Now that the budget cap of $499 billion has been violated, Congress faces two choices: kill the spending caps, or start making painful incisions into the proposed Pentagon budget. For the last two years, the executive branch has come to an agreement with Congress on budgetary figures which exceed sequestration, but a similar agreement is not at all forthcoming this time around, mostly because of a Republican-dominated Congress which will square off with Defense Secretary Ash Carter in hearings.
Although The Budget Control Act is still firmly in place, the vice chairman of the Joint Chiefs of Staff said that the request is at “the manageable edge of risk.”
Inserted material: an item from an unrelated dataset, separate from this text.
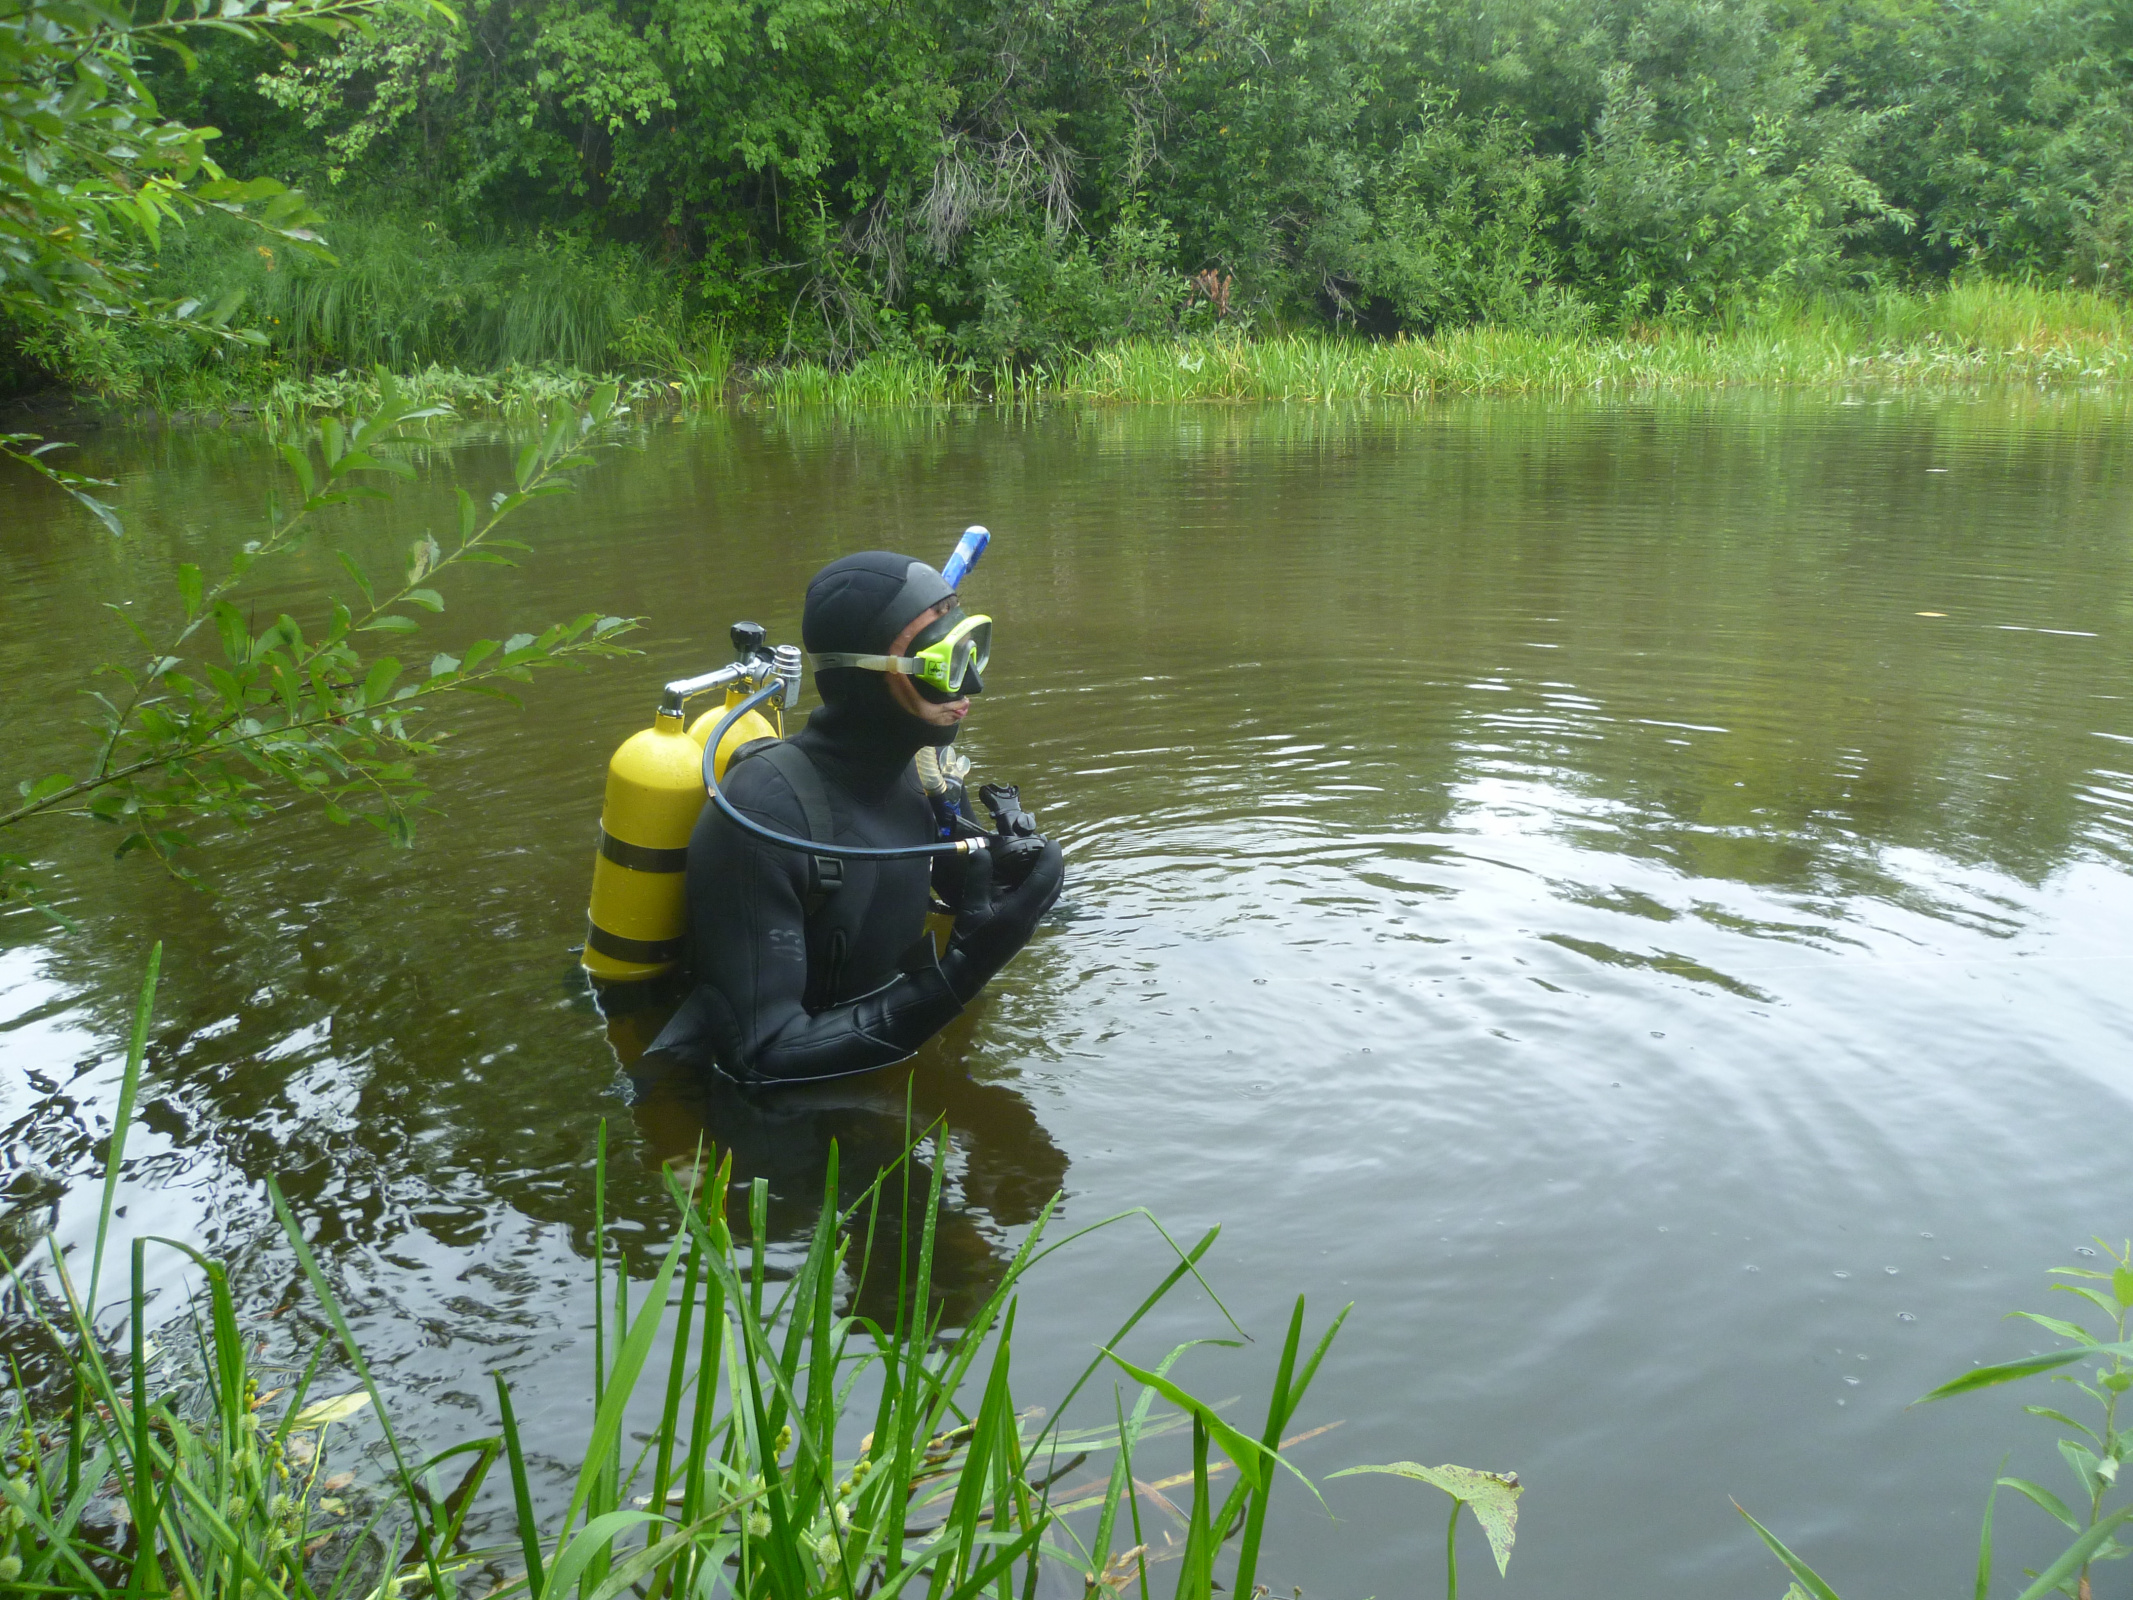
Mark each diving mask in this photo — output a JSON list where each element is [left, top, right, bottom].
[[810, 610, 992, 701]]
“As the budget makes clear, a return to sequester-level funding would be irresponsible and dangerous, resulting in a force too small and ill-equipped to respond to the full range of potential threats to the nation,” a statement from the Pentagon said.
The total amount allocated for service member pay and benefits currently stands at $178.9 billion dollars, a figure which is down overall by 2 percent. The pay raise is listed at only 1.3 percent, compared to the 2.3 percent rate expected in the private sector. By law, military raises are supposed to mirror increases in the private sector. Military families will also see the upfront rates in the Basic Allowance for Housing increase by 4 percent over the few years. Commissar subsidies will drop by $100 million, from $1.3 billion to $1.2 billion.
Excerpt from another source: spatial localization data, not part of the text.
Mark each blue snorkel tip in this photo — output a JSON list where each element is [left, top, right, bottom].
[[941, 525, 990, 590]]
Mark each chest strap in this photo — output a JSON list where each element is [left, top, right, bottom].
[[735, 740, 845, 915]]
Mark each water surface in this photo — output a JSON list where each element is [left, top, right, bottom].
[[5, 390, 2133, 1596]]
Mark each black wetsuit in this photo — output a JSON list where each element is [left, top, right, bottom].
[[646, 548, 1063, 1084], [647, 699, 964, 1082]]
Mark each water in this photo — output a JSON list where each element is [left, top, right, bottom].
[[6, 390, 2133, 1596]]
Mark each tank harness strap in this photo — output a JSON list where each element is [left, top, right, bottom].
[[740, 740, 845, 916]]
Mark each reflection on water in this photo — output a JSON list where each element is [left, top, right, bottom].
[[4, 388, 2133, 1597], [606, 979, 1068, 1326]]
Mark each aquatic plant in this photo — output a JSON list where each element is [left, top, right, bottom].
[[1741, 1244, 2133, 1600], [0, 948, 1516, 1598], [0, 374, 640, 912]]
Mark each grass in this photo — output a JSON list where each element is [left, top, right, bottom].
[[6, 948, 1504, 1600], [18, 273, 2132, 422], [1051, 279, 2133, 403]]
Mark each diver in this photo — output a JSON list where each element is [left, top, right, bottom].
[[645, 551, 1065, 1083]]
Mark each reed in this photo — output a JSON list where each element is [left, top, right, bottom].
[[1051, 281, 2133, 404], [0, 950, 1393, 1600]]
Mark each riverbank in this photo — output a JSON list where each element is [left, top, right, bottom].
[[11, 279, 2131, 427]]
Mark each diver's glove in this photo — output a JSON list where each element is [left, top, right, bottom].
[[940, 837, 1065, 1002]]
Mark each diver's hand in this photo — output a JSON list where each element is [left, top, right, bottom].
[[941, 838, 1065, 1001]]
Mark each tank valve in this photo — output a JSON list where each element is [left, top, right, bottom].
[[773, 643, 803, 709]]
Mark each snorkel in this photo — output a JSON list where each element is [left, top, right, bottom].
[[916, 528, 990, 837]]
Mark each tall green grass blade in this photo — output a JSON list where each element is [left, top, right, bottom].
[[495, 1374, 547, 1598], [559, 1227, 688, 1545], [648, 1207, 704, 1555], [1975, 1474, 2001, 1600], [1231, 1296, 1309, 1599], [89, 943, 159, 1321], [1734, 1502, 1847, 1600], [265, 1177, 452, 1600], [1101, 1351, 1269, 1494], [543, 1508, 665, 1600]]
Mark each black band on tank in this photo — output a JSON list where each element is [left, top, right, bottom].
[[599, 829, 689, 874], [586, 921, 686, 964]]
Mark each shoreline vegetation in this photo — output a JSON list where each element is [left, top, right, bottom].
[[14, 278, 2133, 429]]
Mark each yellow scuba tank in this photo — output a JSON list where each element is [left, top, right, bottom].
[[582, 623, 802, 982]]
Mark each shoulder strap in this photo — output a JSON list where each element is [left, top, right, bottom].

Retired Vice Adm. Norb Ryan, president of the Military Officers Association of American stated that while he agrees sequestration is harmful and needs to end, the administration “just rehashes many of the same piecemeal proposals that Congress blunted or blocked last year. These proposals will further erode service members’ pay and benefits that are fundamental to sustaining the quality of the all-volunteer force.” The pay raises in fiscal years 2014 and 2015 were the lowest in 50 years.
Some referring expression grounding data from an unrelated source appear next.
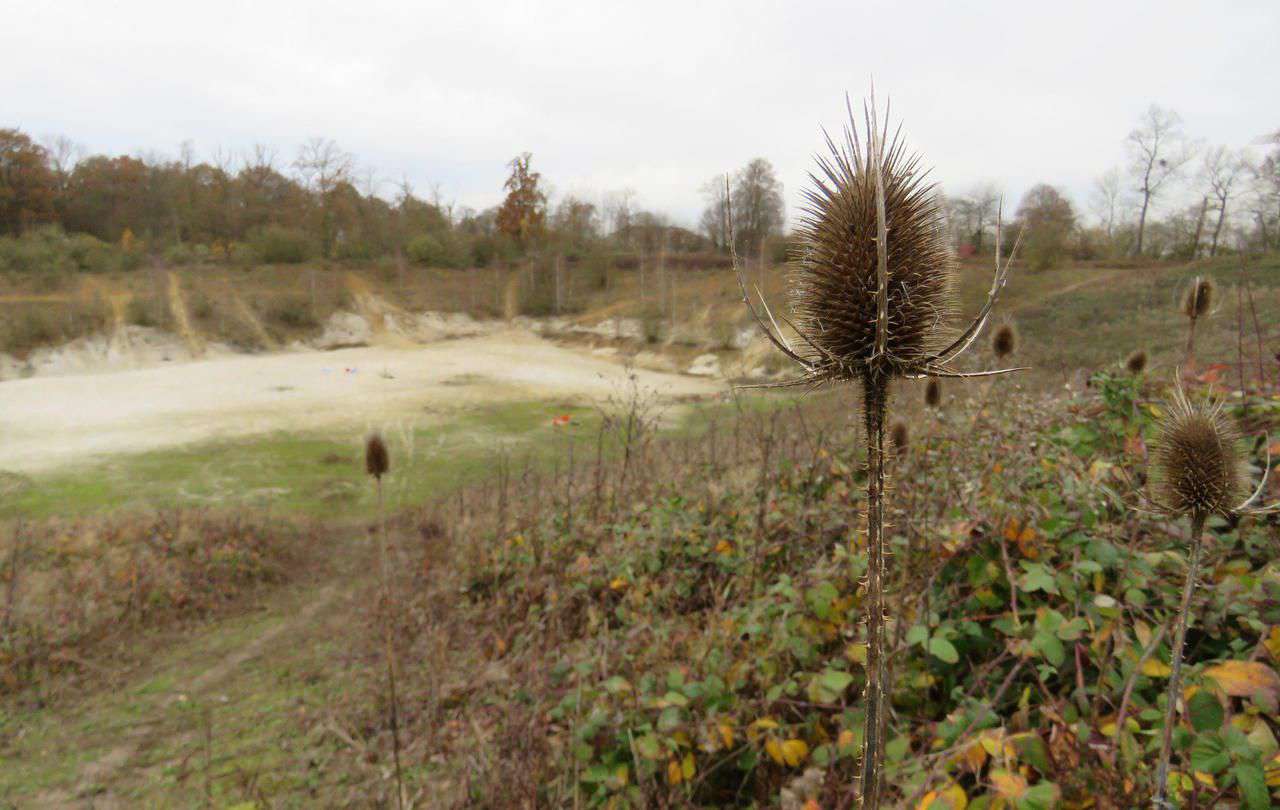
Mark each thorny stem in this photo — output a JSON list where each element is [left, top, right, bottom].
[[377, 478, 406, 810], [1153, 512, 1205, 810], [860, 376, 889, 810]]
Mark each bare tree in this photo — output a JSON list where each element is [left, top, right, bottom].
[[602, 188, 637, 244], [964, 183, 1000, 252], [730, 158, 784, 254], [39, 134, 82, 190], [1249, 131, 1280, 250], [1089, 167, 1126, 241], [1127, 105, 1196, 256], [1202, 145, 1245, 257], [293, 138, 354, 258], [698, 175, 731, 251]]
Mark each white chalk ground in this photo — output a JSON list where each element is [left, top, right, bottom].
[[0, 329, 719, 474]]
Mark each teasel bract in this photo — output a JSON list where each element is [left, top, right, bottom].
[[732, 93, 1022, 808], [1147, 380, 1277, 808], [924, 378, 941, 408]]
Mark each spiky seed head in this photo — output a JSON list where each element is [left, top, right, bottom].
[[790, 108, 956, 383], [1125, 349, 1149, 375], [991, 324, 1017, 360], [1152, 386, 1243, 519], [1181, 277, 1214, 319], [890, 420, 909, 454], [924, 378, 941, 408], [365, 433, 389, 479]]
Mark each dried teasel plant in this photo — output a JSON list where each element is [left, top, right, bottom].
[[991, 323, 1018, 361], [889, 420, 909, 455], [365, 434, 405, 810], [1126, 348, 1149, 376], [1180, 276, 1214, 367], [730, 93, 1022, 808], [924, 378, 941, 409], [1144, 381, 1278, 808]]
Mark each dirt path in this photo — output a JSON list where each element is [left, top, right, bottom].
[[0, 329, 716, 474]]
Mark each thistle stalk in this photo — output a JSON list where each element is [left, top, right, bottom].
[[860, 376, 889, 807], [1152, 514, 1204, 809]]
On the other hand, the budget for the Pentagon’s civilian workforce is slated to increase by $600 million dollars, with a similar pay raise of 1.3 percent, but there will be deep cuts to the number of employees in the Pentagon to the tune of 4,170, as the war in Afghanistan winds down. Currently, the budget would allow for an active-duty force of 475,000 troops, although the Pentagon initially hoped for 490,000.
The budget allocates $177.5 billion for research spending, which represents a 13 percent jump from its past fiscal year 2015 amount. The Air Force will push forward with 57 F-35s, totaling $10.6 billion dollars of the budget, and the Pentagon signaled approval of the plan to remove the hardy A-10 “Warthog” close-air support aircraft from the lineup. The Navy will receive $11.6 billion for new ships, and $1.4 billion to develop a new nuclear missile submarine. War funding is at $51 billion, but represents the lowest amount since 2002.
But according to defense industry analysts, the budget is by no means locked in. Instead, once the budget is sent to Congress later this week, congressional committees will put it through the wringer until it barely resembles the original.
“I don’t think it’s likely DoD gets anything close to what they’re planning right now,” Todd Harrison from the Center for Strategic and Budgetary Assessments stated, according to Defense News.